Karachi: tre ragazze cristiane rapite in tre settimane

Ancora sequestri a scopo di matrimonio forzato e conversione all’islam ai danni delle minoranze. Due di questi rapimenti sono avvenuti a distanza di una settimana nello stesso quartiere. L’appello della madre di una delle ragazze: “Il premier Imran Khan e il governo locale intervengano contro questi delinquenti”.

Karachi (AsiaNews) – Tre ragazze cristiane state rapite nell’arco di tre settimane. È il nuovo triste bilancio del fenomeno dei sequestri a scopo di matrimonio forzato, divenuto un vero e proprio incubo per le minoranze del Paese.
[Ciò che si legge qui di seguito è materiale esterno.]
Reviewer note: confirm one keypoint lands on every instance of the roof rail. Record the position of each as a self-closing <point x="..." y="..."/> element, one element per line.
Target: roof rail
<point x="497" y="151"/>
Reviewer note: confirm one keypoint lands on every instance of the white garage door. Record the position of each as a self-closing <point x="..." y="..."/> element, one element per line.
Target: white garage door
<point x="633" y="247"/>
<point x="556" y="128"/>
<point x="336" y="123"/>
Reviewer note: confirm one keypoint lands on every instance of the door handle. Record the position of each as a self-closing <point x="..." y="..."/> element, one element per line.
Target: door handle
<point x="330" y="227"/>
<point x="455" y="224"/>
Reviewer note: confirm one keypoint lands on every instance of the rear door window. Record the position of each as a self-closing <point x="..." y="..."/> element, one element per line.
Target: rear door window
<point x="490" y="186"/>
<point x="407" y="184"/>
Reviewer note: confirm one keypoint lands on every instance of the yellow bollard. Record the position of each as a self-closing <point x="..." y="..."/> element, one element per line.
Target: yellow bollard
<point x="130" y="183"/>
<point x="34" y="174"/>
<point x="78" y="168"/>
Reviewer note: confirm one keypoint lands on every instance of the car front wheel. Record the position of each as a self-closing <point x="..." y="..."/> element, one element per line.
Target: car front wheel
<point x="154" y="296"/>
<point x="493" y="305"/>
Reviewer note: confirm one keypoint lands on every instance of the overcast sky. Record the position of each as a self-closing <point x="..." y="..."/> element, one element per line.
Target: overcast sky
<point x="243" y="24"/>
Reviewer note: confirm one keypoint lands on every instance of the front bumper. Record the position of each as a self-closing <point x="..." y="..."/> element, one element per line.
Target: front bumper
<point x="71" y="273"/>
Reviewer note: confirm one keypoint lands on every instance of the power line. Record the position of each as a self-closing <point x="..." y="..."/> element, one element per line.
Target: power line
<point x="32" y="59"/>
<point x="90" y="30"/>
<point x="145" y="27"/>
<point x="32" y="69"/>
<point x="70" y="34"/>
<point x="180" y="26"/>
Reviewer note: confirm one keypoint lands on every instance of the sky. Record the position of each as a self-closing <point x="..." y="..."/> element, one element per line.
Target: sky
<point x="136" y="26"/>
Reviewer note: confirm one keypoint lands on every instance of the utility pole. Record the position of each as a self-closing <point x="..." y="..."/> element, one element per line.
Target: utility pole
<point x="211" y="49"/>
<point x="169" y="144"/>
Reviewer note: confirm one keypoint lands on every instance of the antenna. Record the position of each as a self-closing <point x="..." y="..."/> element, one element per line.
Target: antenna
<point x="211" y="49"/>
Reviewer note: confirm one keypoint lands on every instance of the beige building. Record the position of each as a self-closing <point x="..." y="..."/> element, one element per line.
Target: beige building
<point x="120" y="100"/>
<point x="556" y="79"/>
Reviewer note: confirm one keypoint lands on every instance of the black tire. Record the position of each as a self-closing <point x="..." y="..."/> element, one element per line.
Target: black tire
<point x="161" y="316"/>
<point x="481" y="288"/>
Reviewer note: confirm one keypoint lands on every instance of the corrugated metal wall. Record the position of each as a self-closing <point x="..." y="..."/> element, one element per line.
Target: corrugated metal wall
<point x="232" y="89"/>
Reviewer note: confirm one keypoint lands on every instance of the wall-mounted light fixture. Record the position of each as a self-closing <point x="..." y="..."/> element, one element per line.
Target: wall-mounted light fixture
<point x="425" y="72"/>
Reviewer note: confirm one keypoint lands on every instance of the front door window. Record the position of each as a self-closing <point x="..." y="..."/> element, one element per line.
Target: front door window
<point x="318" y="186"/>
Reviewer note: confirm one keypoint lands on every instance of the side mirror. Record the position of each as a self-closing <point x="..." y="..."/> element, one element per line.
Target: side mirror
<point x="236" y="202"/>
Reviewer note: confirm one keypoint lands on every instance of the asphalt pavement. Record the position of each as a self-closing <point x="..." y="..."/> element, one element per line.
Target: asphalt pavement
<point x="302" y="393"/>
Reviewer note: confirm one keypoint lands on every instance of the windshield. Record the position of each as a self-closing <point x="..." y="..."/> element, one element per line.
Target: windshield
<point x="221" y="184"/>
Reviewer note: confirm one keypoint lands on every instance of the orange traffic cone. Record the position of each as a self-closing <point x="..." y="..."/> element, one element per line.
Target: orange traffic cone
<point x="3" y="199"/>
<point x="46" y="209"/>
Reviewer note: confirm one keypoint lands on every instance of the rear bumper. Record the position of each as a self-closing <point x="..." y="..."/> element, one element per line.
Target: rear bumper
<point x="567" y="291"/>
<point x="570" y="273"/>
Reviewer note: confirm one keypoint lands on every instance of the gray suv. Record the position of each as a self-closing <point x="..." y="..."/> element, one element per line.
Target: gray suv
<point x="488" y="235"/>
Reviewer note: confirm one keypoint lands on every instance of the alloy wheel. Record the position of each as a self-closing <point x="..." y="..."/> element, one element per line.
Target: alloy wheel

L’ultimo caso in ordine di tempo è quello di Merab, una ragazza di 15 anni è la seconda vittima in pochi giorni di un sequestro a Karachi, in una vasta area chiamata Orangi Town popolata da circa 1200 famiglie cristiane. “Mia figlia è minorenne ed è innocente”, denuncia Sumaira, la madre della ragazza rapita il 7 marzo 2022 da un pregiudicato di nome Noman. Finora sono stati arrestati tre complici, ma non il rapitore e Merab è ancora con lui. “Chiediamo al primo ministro Imran Khan e al governo del Sindh, di intraprendere un’azione seria contro i delinquenti. Noman ci sta minacciando e ha detto che nessuno può fare nulla contro di lui”, continua la donna che ha chiesto anche a tutti i cristiani di pregare per sua figlia, affinché possa tornare a casa sana e salva. 

Poco più di una settimana prima, il 25 febbraio nello stesso quartiere, era stata rapita Mariam, un’altra ragazza di 18 anni. È scomparsa mentre si stava recando al suo centro di formazione presso l’ospedale Bakai. Studentessa brillante del secondo anno di ostetricia, dava una mano preziosa alla madre vedova e ai suoi fratelli e sorelle minori.  Non aveva relazioni con nessun ragazzo, diceva persino alla sorella maggiore di non parlare con gli estranei perché “non ci si può fidare di nessuno in questi giorni”.

C’è poi il caso di Persicla, una terza ragazza cristiana di 15 anni rapita, questa volta davanti ai suoi genitori nella sua casa di Sumundhari, a Faisalabad. Dilawar, il padre della minorenne, ha detto che stavano dormendo nella loro stanza quando un uomo musulmano, Muhammad Qasim, ha fatto irruzione in casa loro e, dopo averla rapita, li ha minacciati di morte se avessero informato qualcuno.

Secondo Naveed Lazar, attivista per i diritti umani e segretario all’informazione della Pakistan Christian Association, negli ultimi mesi 7 ragazze cristiane sono state rapite dalla stessa zona di Orangi Town e circa 120 ragazze sono state forzatamente convertite all’islam negli ultimi cinque anni. Azioni violente che prendono di mira soprattutto le famiglie più povere. Lazar ha condannato questi episodi crescenti, chiedendo alle autorità di agire immediatamente e fornire loro sicurezza.